Scooters are set to take over rural India and it's because of working women

The next leg of the Indian two-wheeler market's 'scooterisation' will come from the rural and semi-urban pockets as scooters evolve as the preferred vehicle of commute for families there. As such, scooters have been outpacing the overall two-wheeler industry growth rate for some time, and now major players say that growth from the rural areas has picked up too.  

The industry leader, Honda Motorcycle and Scooter India (HMSI), now sells three scooters for every seven motorcycles in rural and semi-urban pockets as against one scooter for every nine bikes around five years back.  

In the first nine months of this financial year, scooter sales grew by 18.5 per cent, whereas, overall, two-wheeler sales grew 11.5 per cent. Data reveal that in traditional agrarian states, the growth of scooters has come at the cost of motorcycle sales (see chart). Scooters are increasingly eating into the share of entry-level commuter bikes (100-110 cc), be it in urban or rural areas — evident in the narrowing gap between the contributions each of these segments make to the overall two-wheeler industry. During April-December 2017, scooters contributed 33.7 per cent of overall two-wheeler sales, while 100-110 cc bikes contributed 36.5 per cent — a gap of a mere 2.8 per cent. Industry insiders say this gap was much bigger at around 28-30 per cent around six or seven years back.  

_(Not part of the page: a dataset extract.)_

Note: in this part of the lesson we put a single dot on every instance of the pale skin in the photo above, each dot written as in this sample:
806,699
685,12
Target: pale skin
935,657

HMSI (the market leader in scooters with a 57.2 per cent market share as on December 2017) was quick to spot the trend and thus the opportunity — in fact, it not only launched an affordable model based on the Activa for the rural market in mid-2017 (the Cliq) but took care that 70 per cent of the sub-dealer network in FY18 came up in rural and semi-urban markets. The rural markets are growing at 15 per cent for HMSI, up from single-digit growth rates about five years back. Urban markets, however, are still clipping a faster growth rate at 25 per cent. 

The 110-cc Cliq (priced aggressively at around Rs 42,000) is believed to have sold over 12,000 models so far and the company has given it block pattern tyres with deep grooves to provide extra grip and better control over patchy roads, making it suitable for rural commuting needs. 

HMSI Senior Vice-President (sales and marketing) Y S Guleria explained, "The scooter addresses the mobility requirement for both the male and female within a household. With more women joining the workforce in the semi-urban and rural areas (teaching, nursing, etc), the need for mobility has gone up too. Many of these families cannot afford two vehicles for commute and the scooter, thus, emerges as a preferred choice." 

Earlier, the price difference between an automatic scooter (Rs 48,000 and above) and a 100-110 cc bike (Rs 44,000 and above) was deterring this potential customer, Guleria added. HMSI spotted the need-gap and decided to launch the Cliq at Rs 42,300 in Rajasthan, where the company makes the scooter too, to address this need. The scooter costs around Rs 44,000 in Gujarat. "The Cliq is based on the popular Activa platform and we have economies of scale, hence we could be cost competitive. Now, coming in the same price bracket, the Cliq is at least a vehicle of consideration for the potential buyer," he reasoned. 

Yamaha Motor India Senior Vice-President (sales and marketing) Roy Kurian seemed to agree. "The reason behind someone considering a scooter is usually always a female. With more women joining the workforce in Tier-III towns and rural areas, the scooter is poised for growth," he said. 

Kurian further felt that the inflection point is likely to come after 2020 when the BS-VI emission norms would set in and would disrupt the 100-110 cc bikes market dynamics. "The scooter will stand to gain from this, it will be a more price competitive and more convenient (gearless) option. The 100 cc scooters will gain the most as they offer better mileage," he added. 

Analysts feel that following HMSI's example, more scooter models targeted at the rural customer are likely to come in the coming years. "As the volumes go up, the pricing would get more competitive. As road network improves, the scooters stand in good stead," felt Subrata Ray, senior group vice-president of ICRA. 

In its latest analysis of the two-wheeler market, ICRA has said that an increasing road network augurs well for the demand for personalised transportation in the absence of adequate public facilities. The rural road network comprised 61 per cent of the total road network in the country (in 2015) and, according to recent estimates, major district roads and rural road network stand at 4.91 million km as of FY17. 

As such, scooters now make up a major share of sales for major two-wheeler players — 38 per cent for TVS Motor India and 84 per cent for Suzuki Motorcycle India. Both these companies have also seen a great spurt in scooter sales volumes this financial year — 56.5 per cent for Suzuki and 35 per cent for TVS.